Il rettore intervenne non concedendo più l’aula, e in seguito il tribuno fu scelto con le elezioni.
8 febbraio 1848
È il 7 febbraio del 1848 quando in città, al funerale di uno studente (deceduto per cause naturali), prendono parte oltre 5.000 persone appartenenti a tutti i ceti sociali. Tra questi, sfidando la legge e in aperto contrasto con il governo austriaco, alcune centinaia di giovani si presentano vestiti secondo la foggia italiana insieme ai domestici delle famiglie signorili, in livrea. La tensione è altissima.
Il giorno seguente, una delegazione di notabili, cittadini e studenti sottopone al comando austriaco una serie di richieste, che vengono respinte. È questa la miccia che accende lo scontro tra soldati austriaci, padovani e studenti. Inizia la guerriglia, gli austriaci sparano anche a quegli studenti che cercano rifugio all’interno del Caffè Pedrocchi e dell’Università. Il bilancio è di decine di feriti e di alcuni morti, due dei quali sono gli studenti Giovanni Leoni e Giambattista Ricci.
La rivolta si conclude con la ‘resa’ dell’esercito austriacoche si ritira di fronte al numero imponente degli avversari; il giorno seguente, tuttavia, la risposta non si fa attendere: 73 studenti vengono espulsi, molti arrestati e quattro professori sono destituiti dall’incarico.
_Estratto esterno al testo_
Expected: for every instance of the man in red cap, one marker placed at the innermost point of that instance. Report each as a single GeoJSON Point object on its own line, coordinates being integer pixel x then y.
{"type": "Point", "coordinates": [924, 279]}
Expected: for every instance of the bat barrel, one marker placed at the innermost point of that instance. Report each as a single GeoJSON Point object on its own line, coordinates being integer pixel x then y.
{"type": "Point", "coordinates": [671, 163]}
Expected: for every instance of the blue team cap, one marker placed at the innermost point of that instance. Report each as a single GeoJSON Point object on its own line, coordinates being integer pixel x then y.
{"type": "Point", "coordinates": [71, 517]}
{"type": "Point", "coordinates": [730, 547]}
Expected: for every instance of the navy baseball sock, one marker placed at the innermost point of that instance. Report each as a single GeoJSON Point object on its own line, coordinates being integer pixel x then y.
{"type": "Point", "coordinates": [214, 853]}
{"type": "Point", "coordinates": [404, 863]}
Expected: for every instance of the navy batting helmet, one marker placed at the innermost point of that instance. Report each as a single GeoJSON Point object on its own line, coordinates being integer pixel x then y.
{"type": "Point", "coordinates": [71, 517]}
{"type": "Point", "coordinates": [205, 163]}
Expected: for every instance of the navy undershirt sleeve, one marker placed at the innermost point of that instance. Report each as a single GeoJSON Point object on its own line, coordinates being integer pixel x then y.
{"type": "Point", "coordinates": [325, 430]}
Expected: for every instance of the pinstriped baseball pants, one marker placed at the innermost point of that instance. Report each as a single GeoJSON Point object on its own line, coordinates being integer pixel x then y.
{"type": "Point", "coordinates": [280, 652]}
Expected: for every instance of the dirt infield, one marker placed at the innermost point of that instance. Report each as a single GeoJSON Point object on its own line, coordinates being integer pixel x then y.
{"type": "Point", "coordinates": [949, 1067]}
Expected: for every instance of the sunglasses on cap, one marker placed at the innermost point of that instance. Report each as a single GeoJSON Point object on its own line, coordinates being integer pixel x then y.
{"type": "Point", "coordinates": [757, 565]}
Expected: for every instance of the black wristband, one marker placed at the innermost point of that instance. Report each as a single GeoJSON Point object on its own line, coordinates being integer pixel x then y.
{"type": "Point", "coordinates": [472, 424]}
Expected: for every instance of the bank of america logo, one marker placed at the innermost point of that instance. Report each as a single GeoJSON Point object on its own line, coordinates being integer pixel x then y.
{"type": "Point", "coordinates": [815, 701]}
Quella dell’8 febbraio 1848 a Padova, è considerata la prima insurrezione dettata da motivazioni politiche in cui gli studenti si fanno insieme interpreti e protagonisti di quella che sarà una vera e propria stagione di rinnovamento. Una rivoluzione che precede non solo le Cinque giornate di Milano, ma anche le rivolte delle grandi capitali come Parigi (22-24 febbraio) e Vienna (13 marzo).
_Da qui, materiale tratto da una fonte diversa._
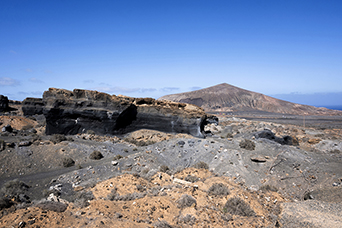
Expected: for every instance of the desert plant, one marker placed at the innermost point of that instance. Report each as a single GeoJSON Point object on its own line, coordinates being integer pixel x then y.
{"type": "Point", "coordinates": [52, 206]}
{"type": "Point", "coordinates": [191, 178]}
{"type": "Point", "coordinates": [14, 188]}
{"type": "Point", "coordinates": [68, 162]}
{"type": "Point", "coordinates": [237, 206]}
{"type": "Point", "coordinates": [268, 187]}
{"type": "Point", "coordinates": [5, 202]}
{"type": "Point", "coordinates": [139, 142]}
{"type": "Point", "coordinates": [201, 165]}
{"type": "Point", "coordinates": [27, 127]}
{"type": "Point", "coordinates": [90, 132]}
{"type": "Point", "coordinates": [163, 168]}
{"type": "Point", "coordinates": [229, 135]}
{"type": "Point", "coordinates": [57, 138]}
{"type": "Point", "coordinates": [2, 145]}
{"type": "Point", "coordinates": [218, 189]}
{"type": "Point", "coordinates": [96, 155]}
{"type": "Point", "coordinates": [247, 144]}
{"type": "Point", "coordinates": [82, 198]}
{"type": "Point", "coordinates": [187, 219]}
{"type": "Point", "coordinates": [117, 157]}
{"type": "Point", "coordinates": [162, 224]}
{"type": "Point", "coordinates": [186, 201]}
{"type": "Point", "coordinates": [114, 196]}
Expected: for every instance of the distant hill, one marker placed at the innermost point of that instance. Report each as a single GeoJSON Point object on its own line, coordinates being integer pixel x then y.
{"type": "Point", "coordinates": [228, 98]}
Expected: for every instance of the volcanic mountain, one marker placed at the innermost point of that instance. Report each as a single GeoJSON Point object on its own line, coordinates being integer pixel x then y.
{"type": "Point", "coordinates": [228, 98]}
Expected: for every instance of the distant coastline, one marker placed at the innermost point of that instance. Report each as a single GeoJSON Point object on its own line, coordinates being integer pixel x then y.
{"type": "Point", "coordinates": [334, 107]}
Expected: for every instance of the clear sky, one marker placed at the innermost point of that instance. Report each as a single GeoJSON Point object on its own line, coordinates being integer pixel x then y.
{"type": "Point", "coordinates": [150, 48]}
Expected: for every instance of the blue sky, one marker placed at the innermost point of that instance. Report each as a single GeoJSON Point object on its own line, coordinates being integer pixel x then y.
{"type": "Point", "coordinates": [149, 48]}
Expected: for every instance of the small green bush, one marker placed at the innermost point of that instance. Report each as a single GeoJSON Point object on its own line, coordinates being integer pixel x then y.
{"type": "Point", "coordinates": [57, 138]}
{"type": "Point", "coordinates": [201, 165]}
{"type": "Point", "coordinates": [247, 144]}
{"type": "Point", "coordinates": [68, 162]}
{"type": "Point", "coordinates": [117, 157]}
{"type": "Point", "coordinates": [218, 189]}
{"type": "Point", "coordinates": [90, 132]}
{"type": "Point", "coordinates": [162, 224]}
{"type": "Point", "coordinates": [268, 187]}
{"type": "Point", "coordinates": [96, 155]}
{"type": "Point", "coordinates": [140, 142]}
{"type": "Point", "coordinates": [164, 168]}
{"type": "Point", "coordinates": [82, 199]}
{"type": "Point", "coordinates": [186, 201]}
{"type": "Point", "coordinates": [237, 206]}
{"type": "Point", "coordinates": [191, 178]}
{"type": "Point", "coordinates": [14, 188]}
{"type": "Point", "coordinates": [2, 145]}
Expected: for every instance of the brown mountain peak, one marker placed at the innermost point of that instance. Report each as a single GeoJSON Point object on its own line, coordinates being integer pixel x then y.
{"type": "Point", "coordinates": [226, 98]}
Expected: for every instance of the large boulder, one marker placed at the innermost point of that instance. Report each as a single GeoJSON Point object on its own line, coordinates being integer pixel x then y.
{"type": "Point", "coordinates": [3, 103]}
{"type": "Point", "coordinates": [32, 106]}
{"type": "Point", "coordinates": [72, 112]}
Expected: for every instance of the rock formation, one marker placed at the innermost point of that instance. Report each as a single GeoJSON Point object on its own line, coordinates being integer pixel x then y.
{"type": "Point", "coordinates": [228, 98]}
{"type": "Point", "coordinates": [77, 111]}
{"type": "Point", "coordinates": [32, 106]}
{"type": "Point", "coordinates": [3, 103]}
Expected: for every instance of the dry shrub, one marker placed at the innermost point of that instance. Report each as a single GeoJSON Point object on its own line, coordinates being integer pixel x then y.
{"type": "Point", "coordinates": [187, 219]}
{"type": "Point", "coordinates": [96, 155]}
{"type": "Point", "coordinates": [5, 203]}
{"type": "Point", "coordinates": [52, 206]}
{"type": "Point", "coordinates": [114, 196]}
{"type": "Point", "coordinates": [2, 145]}
{"type": "Point", "coordinates": [268, 187]}
{"type": "Point", "coordinates": [186, 201]}
{"type": "Point", "coordinates": [201, 165]}
{"type": "Point", "coordinates": [164, 168]}
{"type": "Point", "coordinates": [218, 189]}
{"type": "Point", "coordinates": [247, 144]}
{"type": "Point", "coordinates": [237, 206]}
{"type": "Point", "coordinates": [191, 178]}
{"type": "Point", "coordinates": [68, 162]}
{"type": "Point", "coordinates": [162, 224]}
{"type": "Point", "coordinates": [57, 138]}
{"type": "Point", "coordinates": [139, 142]}
{"type": "Point", "coordinates": [14, 188]}
{"type": "Point", "coordinates": [117, 157]}
{"type": "Point", "coordinates": [82, 199]}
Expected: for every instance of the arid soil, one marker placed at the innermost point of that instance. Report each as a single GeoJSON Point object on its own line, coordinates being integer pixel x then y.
{"type": "Point", "coordinates": [232, 178]}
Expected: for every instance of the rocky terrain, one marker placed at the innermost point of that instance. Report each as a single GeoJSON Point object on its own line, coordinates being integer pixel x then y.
{"type": "Point", "coordinates": [228, 98]}
{"type": "Point", "coordinates": [244, 173]}
{"type": "Point", "coordinates": [78, 111]}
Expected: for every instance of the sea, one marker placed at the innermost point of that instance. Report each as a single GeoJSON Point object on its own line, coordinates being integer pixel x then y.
{"type": "Point", "coordinates": [334, 107]}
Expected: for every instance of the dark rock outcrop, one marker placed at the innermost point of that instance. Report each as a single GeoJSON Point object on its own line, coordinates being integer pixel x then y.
{"type": "Point", "coordinates": [3, 103]}
{"type": "Point", "coordinates": [32, 106]}
{"type": "Point", "coordinates": [72, 112]}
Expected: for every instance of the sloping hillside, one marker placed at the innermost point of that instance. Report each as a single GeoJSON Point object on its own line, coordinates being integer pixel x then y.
{"type": "Point", "coordinates": [226, 98]}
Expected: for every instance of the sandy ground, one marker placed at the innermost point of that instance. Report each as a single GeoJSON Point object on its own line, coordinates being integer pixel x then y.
{"type": "Point", "coordinates": [144, 186]}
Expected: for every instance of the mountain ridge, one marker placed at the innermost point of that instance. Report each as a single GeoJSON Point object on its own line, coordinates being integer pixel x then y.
{"type": "Point", "coordinates": [228, 98]}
Alle giornate di protesta del ’48 ne seguono altre che, fino al 1866, vedono come protagonisti gli studenti dell’Ateneo padovano ripetutamente coinvolti in manifestazioni anti austriache, regolarmente concluse con arresti ed espulsioni e culminate con una grande manifestazione nel 1865 durante la quale centinaia di studenti, nel Cortile Antico del Bo, danno alle fiamme diverse copie del Sillabo di Pio IX.
Non saltate la catena al Bo!
Nell’ultimo dopoguerra, via VIII Febbraio, alla quale si affaccia l’entrata principale di Palazzo Bo, era divenuta una strada piuttosto trafficata, perciò era stata posta una catena all’ingresso del palazzo per impedire l’ingresso alle automobili. La goliardia padovana inaugurò allora una nuova tradizione, che aveva come oggetto proprio quella catena. Era divenuto infatti uso “accompagnare” all’uscita gli studenti che si laureavano, anche con maniere a forti (a calci!): questi venivano obbligati scherzosamente a correre attraverso uno stretto passaggio formato dagli amici goliardi e, alla fine, a saltare la catena che dava verso l’uscita. Da allora, e per qualche decennio, si radicò la convinzione – o meglio, la superstizione – che saltare la catena prima della laurea avrebbe voluto dire non arrivare mai alla laurea, o almeno, non troppo in fretta.